Former railway line in Queensland, Australia

The Proston railway line was a branch railway from Murgon to Proston in south-east Queensland, Australia.

== History ==
On 7 December 1914 Queensland Parliament approved a branch line to run west from Murgon to Proston in south-east Queensland. Although construction began in late 1915, a shortage of rails and the impact of the war impeded progress and, after suspending work in 1920 for some two years, the line opened on 24 February 1923. Stops were established at Barlil, Byee, Gueena, Mondure, Kawl Kawl, Hivesville and Kinleymore en route to Proston. The villages of Byee and Mondure can attribute their existence to the establishment of the line, however Hivesville was already an established centre by the time of construction, predating it by at least a decade and it subsequently became a thriving service centre for the district in the immediate years after the line's opening. Proston township developed around the site of the terminus of the line from 1923 and in later years prior to the war it overtook Hivesville in size and importance. During part of the construction phase, a state school operated in a tent along the track-side for labourers' children. It was known as the Proston Construction Camp Provisional School (1917–18) and moved with the camp location. It is believed to have been located mostly within the vicinity of Hivesville.

The Windera railway line branched off at Barlil and terminated at Windera and was opened on 28 March 1925. It was approximately 12 mi long.

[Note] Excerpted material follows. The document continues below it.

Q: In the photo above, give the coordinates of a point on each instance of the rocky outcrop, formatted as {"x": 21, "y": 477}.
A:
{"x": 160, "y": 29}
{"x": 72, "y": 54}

A mixed service was provided three times a week between 1938 and 1964 utilising a rail motor service operated to and from Gympie. Proston timber mill and butter factory accessed the line until both closed and only spasmodic grain traffic continued until line closure. The thirty kilometre section between Byee and Proston was closed on 25 January 1993 and from Barlil to Byee was suspended in May 1999. The branch line from Barlil to Windera was closed on 1 July 1961.